Griffiths had a Rhino Chasers logo designed for the team. Soon after, the logo was transformed into a beer label and placed on bottles of imported Mexican beer for team members to enjoy.
The concept of a full-fledged beer eventually blossomed. Griffiths formed a new company, called William & Scott, and a portion of a local micro-brewery was purchased to produce the beer. At first, however, the name caused some confusion.
“Some customers said, ‘What are you doing, urging people to attack an endangered species? It sounds like you guys are rhino bashers,'” explained Michael Riley, president of William & Scott. “Of course, that wasn’t our intention at all. So we contacted the African Wildlife Foundation and the more we learned, the more we liked it.”
“The name ‘Rhino Chasers’ comes from an old surfing term,” said Griffiths. “But instead of trying to sell the world another macho beer full of sports images, we wanted to find a way to contribute something valuable to the planet, which is what enjoying the outdoors is really about anyway.”
To date, several thousand dollars have been donated to the AWF — although the beer company has yet to make a profit, Riley said. The company now ships 4,000 cases of beer a month to its various distributors.
The AWF has been assisting African governments in their struggle to conserve natural resources for nearly 30 years. AWF projects include the purchase of equipment for anti-poaching patrols, a scholarship program for African students at a Tanzanian wildlife college, and coordination of the Elephant Awareness Campaign, aimed at slashing the demand for ivory.
“We’re very grateful that Mr. Griffiths chose to work with us,” said Diana McMeekin, AWF vice president. “Whether they learn it from billboards or beer bottles, the public needs to know what’s happening to the wildlife of Africa.

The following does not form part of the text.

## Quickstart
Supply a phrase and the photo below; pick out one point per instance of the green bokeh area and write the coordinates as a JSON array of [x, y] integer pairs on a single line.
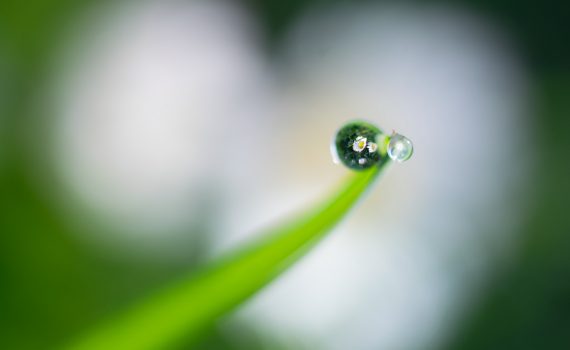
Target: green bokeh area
[[52, 287]]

The only way change can come about is through increased public awareness.”
One of the company’s ads is a parody of a traditional beer advertisement. Its slogan is “Tastes Great, Less Killing,” and features a close-up of a rhinoceros.
“Some folks have complained about our product being alcoholic, but our view is that beer is a part of the American culture,” Riley said. “We’re all for temperate enjoyment of alcohol — along with giving people the additional plus of doing a good thing while they’re at it.”